In the current study, the scientists developed a new, comprehensive ICD-10-based classification scheme that determined whether each of the more than 90,000 diagnosis codes “always,” “sometimes” or “never” justified treatment with antibiotics.
“No one had gone through all available codes before,” Linder said.
The team then used the new scheme to evaluate 15.5 million outpatient antibiotic prescriptions filled in 2016 by a large cohort of privately insured U.S. children and non-elderly adults. The scientists assigned each prescription fill to one of four categories: either “appropriate,” “potentially appropriate,” “inappropriate” or “not associated with a recent diagnosis code.”

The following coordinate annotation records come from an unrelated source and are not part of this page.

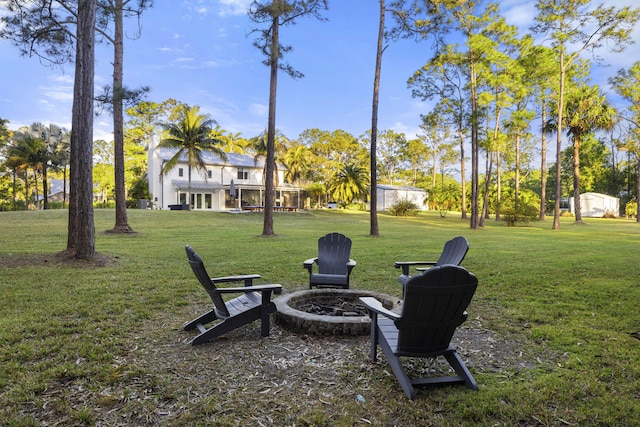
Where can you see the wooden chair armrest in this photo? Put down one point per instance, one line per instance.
(406, 264)
(376, 306)
(247, 278)
(308, 264)
(256, 288)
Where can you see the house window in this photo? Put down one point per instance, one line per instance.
(243, 174)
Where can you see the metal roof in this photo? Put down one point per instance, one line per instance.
(233, 159)
(196, 185)
(399, 187)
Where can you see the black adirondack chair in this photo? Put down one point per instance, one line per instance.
(434, 306)
(254, 303)
(453, 253)
(334, 264)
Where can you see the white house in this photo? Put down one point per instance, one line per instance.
(389, 195)
(229, 184)
(596, 205)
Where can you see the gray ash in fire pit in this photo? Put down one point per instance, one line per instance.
(328, 311)
(337, 307)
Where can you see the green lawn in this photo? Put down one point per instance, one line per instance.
(81, 345)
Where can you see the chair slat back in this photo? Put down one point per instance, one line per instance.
(197, 265)
(454, 251)
(434, 306)
(334, 251)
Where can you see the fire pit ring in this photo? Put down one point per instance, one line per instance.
(353, 323)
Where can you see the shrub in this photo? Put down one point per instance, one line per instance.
(404, 207)
(631, 208)
(356, 207)
(525, 212)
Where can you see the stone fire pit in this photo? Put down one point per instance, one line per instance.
(328, 311)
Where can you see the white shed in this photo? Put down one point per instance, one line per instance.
(389, 195)
(596, 205)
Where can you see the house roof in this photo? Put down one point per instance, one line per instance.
(196, 185)
(233, 159)
(399, 187)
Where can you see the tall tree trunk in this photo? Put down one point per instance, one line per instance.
(576, 178)
(122, 225)
(81, 232)
(498, 185)
(64, 187)
(463, 180)
(267, 227)
(556, 209)
(373, 199)
(487, 183)
(543, 165)
(13, 193)
(45, 192)
(517, 174)
(35, 183)
(474, 145)
(638, 188)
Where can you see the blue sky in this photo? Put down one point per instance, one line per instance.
(199, 52)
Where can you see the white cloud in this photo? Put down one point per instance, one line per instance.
(233, 7)
(259, 110)
(59, 89)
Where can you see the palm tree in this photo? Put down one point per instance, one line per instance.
(349, 183)
(586, 111)
(298, 162)
(233, 142)
(191, 135)
(31, 152)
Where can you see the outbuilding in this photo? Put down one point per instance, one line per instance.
(596, 205)
(389, 195)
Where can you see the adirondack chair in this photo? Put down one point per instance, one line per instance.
(453, 253)
(434, 306)
(254, 303)
(334, 264)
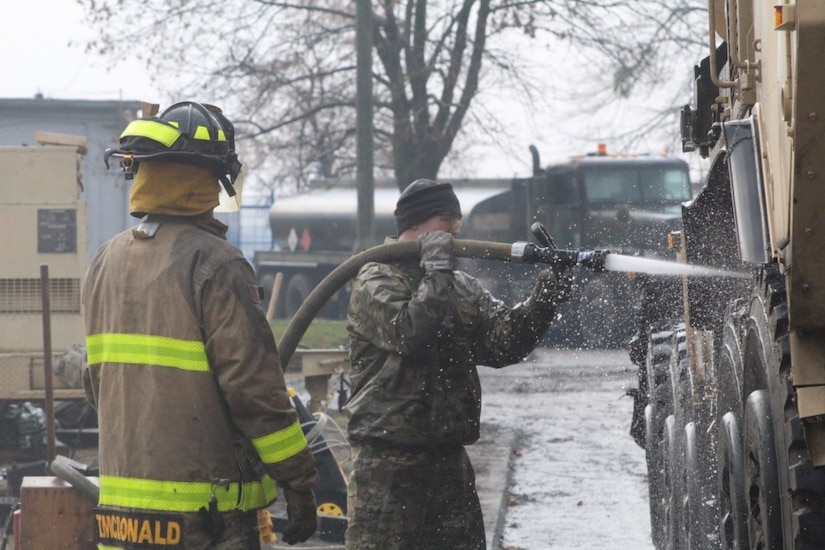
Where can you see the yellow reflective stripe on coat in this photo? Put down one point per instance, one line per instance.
(142, 349)
(281, 445)
(157, 131)
(184, 496)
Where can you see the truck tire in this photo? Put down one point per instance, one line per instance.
(701, 512)
(295, 294)
(597, 315)
(265, 282)
(674, 495)
(766, 350)
(733, 510)
(761, 475)
(657, 366)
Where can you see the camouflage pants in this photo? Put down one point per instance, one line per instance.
(241, 531)
(422, 499)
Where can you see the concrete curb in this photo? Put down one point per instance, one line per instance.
(490, 457)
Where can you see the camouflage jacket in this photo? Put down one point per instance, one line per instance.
(415, 341)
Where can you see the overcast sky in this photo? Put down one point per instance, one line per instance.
(43, 52)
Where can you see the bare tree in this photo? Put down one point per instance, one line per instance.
(285, 71)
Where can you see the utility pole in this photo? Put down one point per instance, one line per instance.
(365, 222)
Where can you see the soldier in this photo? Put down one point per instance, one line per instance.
(196, 425)
(417, 332)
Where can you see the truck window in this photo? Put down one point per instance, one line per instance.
(558, 207)
(636, 184)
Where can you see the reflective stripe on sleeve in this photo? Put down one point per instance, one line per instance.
(281, 445)
(142, 349)
(183, 496)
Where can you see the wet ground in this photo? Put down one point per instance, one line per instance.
(556, 467)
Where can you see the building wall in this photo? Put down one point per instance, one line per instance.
(101, 122)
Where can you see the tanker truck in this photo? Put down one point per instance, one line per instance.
(731, 398)
(599, 200)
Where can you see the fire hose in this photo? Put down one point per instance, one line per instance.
(518, 252)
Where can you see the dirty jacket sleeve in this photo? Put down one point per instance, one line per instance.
(244, 359)
(415, 342)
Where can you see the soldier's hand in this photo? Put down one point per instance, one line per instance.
(437, 251)
(302, 515)
(552, 288)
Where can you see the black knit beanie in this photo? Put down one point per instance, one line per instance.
(422, 200)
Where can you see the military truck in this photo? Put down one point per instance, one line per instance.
(731, 401)
(314, 232)
(626, 203)
(43, 221)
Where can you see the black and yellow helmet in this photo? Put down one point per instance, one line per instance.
(186, 132)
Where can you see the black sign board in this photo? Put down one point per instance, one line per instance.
(56, 231)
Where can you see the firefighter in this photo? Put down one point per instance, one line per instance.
(417, 332)
(196, 426)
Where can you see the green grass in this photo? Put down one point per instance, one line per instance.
(321, 333)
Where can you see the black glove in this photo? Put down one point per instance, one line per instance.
(302, 515)
(437, 252)
(552, 288)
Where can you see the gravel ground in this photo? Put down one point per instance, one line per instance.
(576, 479)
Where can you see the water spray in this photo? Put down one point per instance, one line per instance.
(520, 252)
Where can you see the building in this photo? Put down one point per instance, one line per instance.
(101, 122)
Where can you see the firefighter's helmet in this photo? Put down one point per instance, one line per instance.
(186, 132)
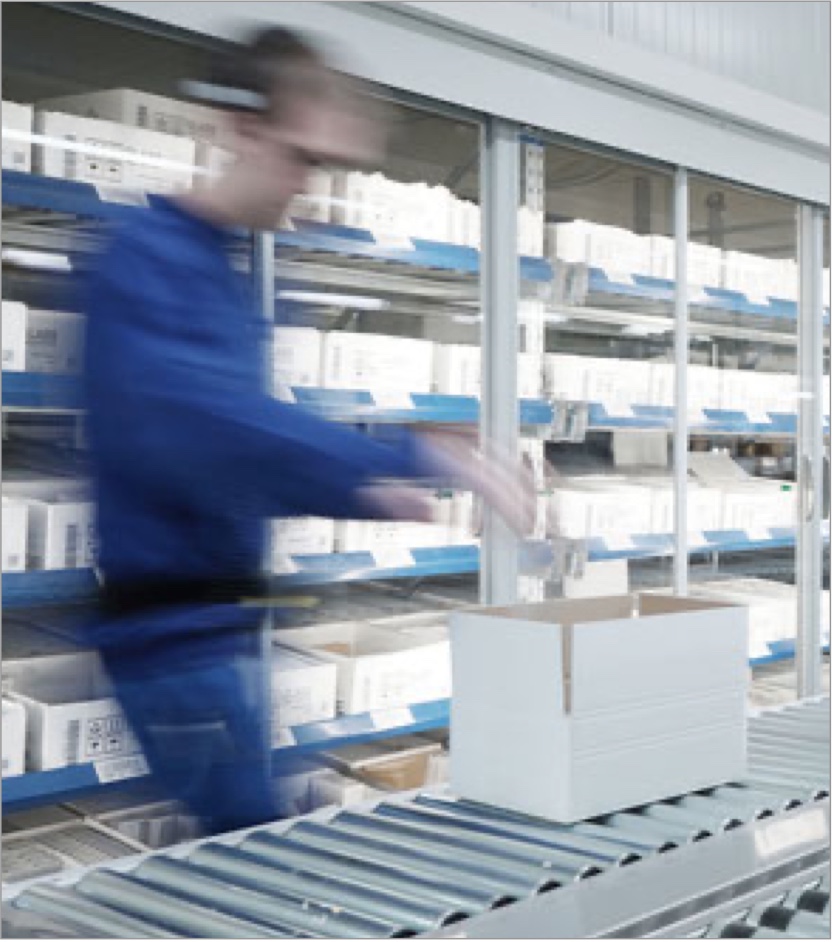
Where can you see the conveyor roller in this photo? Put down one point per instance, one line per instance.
(415, 864)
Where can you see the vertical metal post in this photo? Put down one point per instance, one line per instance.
(263, 290)
(809, 451)
(499, 303)
(680, 442)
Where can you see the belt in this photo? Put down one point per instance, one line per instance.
(118, 599)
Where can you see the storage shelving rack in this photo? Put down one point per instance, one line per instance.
(307, 252)
(62, 206)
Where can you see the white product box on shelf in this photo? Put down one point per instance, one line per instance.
(15, 535)
(760, 278)
(566, 377)
(457, 369)
(704, 390)
(14, 336)
(378, 668)
(316, 202)
(14, 738)
(301, 536)
(296, 355)
(107, 169)
(572, 709)
(54, 341)
(17, 155)
(704, 508)
(704, 263)
(71, 718)
(377, 362)
(661, 384)
(303, 688)
(618, 384)
(529, 376)
(62, 533)
(596, 579)
(385, 537)
(334, 788)
(757, 506)
(143, 110)
(158, 825)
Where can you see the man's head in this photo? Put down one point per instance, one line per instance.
(289, 111)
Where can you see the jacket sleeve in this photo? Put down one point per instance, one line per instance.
(176, 410)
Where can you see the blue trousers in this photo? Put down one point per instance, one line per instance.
(200, 708)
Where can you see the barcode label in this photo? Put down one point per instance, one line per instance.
(116, 770)
(73, 741)
(71, 555)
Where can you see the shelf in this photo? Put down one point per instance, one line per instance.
(55, 392)
(48, 391)
(364, 406)
(609, 284)
(47, 586)
(710, 422)
(30, 191)
(26, 589)
(651, 545)
(784, 650)
(57, 785)
(418, 253)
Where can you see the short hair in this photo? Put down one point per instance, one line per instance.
(263, 74)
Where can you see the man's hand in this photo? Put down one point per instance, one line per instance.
(501, 480)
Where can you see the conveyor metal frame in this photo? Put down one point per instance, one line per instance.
(670, 895)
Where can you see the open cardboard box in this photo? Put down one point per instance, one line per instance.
(573, 709)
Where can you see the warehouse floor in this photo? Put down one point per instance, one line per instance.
(776, 683)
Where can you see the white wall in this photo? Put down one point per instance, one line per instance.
(782, 48)
(507, 59)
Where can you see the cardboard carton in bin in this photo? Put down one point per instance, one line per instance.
(572, 709)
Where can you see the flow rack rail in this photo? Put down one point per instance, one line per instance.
(602, 284)
(429, 863)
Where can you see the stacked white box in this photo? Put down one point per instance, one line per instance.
(13, 738)
(618, 384)
(14, 336)
(566, 377)
(15, 535)
(303, 689)
(17, 154)
(379, 669)
(377, 362)
(54, 341)
(296, 356)
(62, 533)
(704, 390)
(139, 109)
(569, 710)
(71, 718)
(301, 536)
(381, 536)
(106, 167)
(457, 369)
(760, 278)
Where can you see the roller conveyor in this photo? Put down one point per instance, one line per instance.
(429, 864)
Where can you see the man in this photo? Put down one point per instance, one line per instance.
(191, 454)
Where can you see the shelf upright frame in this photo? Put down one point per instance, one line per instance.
(680, 430)
(809, 452)
(499, 302)
(262, 263)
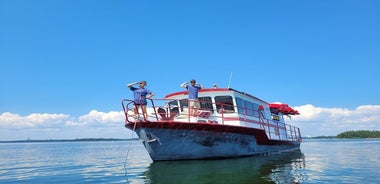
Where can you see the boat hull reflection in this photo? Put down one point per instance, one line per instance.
(285, 167)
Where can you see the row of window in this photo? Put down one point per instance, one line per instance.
(223, 104)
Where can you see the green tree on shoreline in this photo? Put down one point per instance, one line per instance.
(359, 134)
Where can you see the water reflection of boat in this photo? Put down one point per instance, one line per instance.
(228, 123)
(286, 167)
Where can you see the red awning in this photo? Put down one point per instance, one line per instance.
(283, 108)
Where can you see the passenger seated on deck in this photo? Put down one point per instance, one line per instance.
(140, 96)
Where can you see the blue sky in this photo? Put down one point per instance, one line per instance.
(65, 64)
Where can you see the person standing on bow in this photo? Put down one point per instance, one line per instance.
(193, 89)
(140, 96)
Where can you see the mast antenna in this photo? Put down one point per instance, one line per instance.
(229, 82)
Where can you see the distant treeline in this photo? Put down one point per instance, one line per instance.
(359, 134)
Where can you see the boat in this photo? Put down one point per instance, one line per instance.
(229, 124)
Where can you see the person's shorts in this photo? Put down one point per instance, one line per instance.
(143, 103)
(194, 103)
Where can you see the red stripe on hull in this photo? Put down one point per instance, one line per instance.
(259, 134)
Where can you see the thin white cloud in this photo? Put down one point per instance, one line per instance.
(10, 120)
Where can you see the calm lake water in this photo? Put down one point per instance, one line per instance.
(318, 161)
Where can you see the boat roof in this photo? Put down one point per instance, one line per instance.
(204, 90)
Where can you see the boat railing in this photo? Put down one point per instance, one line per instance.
(160, 110)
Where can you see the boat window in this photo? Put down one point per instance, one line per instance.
(255, 110)
(248, 107)
(206, 103)
(173, 103)
(224, 104)
(240, 105)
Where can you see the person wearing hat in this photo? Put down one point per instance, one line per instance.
(193, 89)
(140, 96)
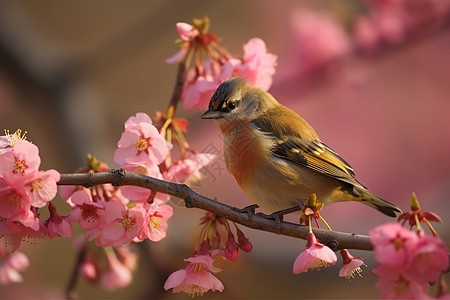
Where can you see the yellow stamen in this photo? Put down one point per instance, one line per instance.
(16, 137)
(141, 144)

- Among 15 455 834 outpatient antibiotic prescription fills by the cohort, the most common antibiotics were azithromycin (2 931 242, 19.0%), amoxicillin (2 818 939, 18.2%), and amoxicillin-clavulanate (1 784 921, 11.6%).
- Among these 15 455 834 fills, 1 973 873 (12.8%) were appropriate, 5 487 003 (35.5%) were potentially appropriate, 3 592 183 (23.2%) were inappropriate, and 4 402 775 (28.5%) were not associated with a recent diagnosis code.
- Among the 3 592 183 inappropriate fills, 2 541 125 (70.7%) were written in office-based settings, 222 804 (6.2%) in urgent care centers, and 168 396 (4.7%) in emergency departments.
- In 2016, 2 697 918 (14.1%) of the 19 203 264 enrollees filled at least one inappropriate antibiotic prescription, including 490 475 out of 4 631 320 children (10.6%) and 2 207 173 out of 14 571 944 adults (15.2%).
They found that just 13 per cent of prescriptions were appropriate, 36 per cent were potentially appropriate and 23 per cent were inappropriate. They also found that 28 per cent were not associated with any diagnosis code at all — suggesting that the rate of inappropriate prescriptions may, in fact, be even higher.
“This means that our prior methods of looking at antibiotic prescribing based on location or specific diagnosis code is missing a huge proportion of antibiotics,” Linder said.
“The classification scheme could facilitate future efforts to comprehensively measure outpatient antibiotic appropriateness in the US, and it could be adapted for use in other countries that use ICD-10 codes,” concluded the authors.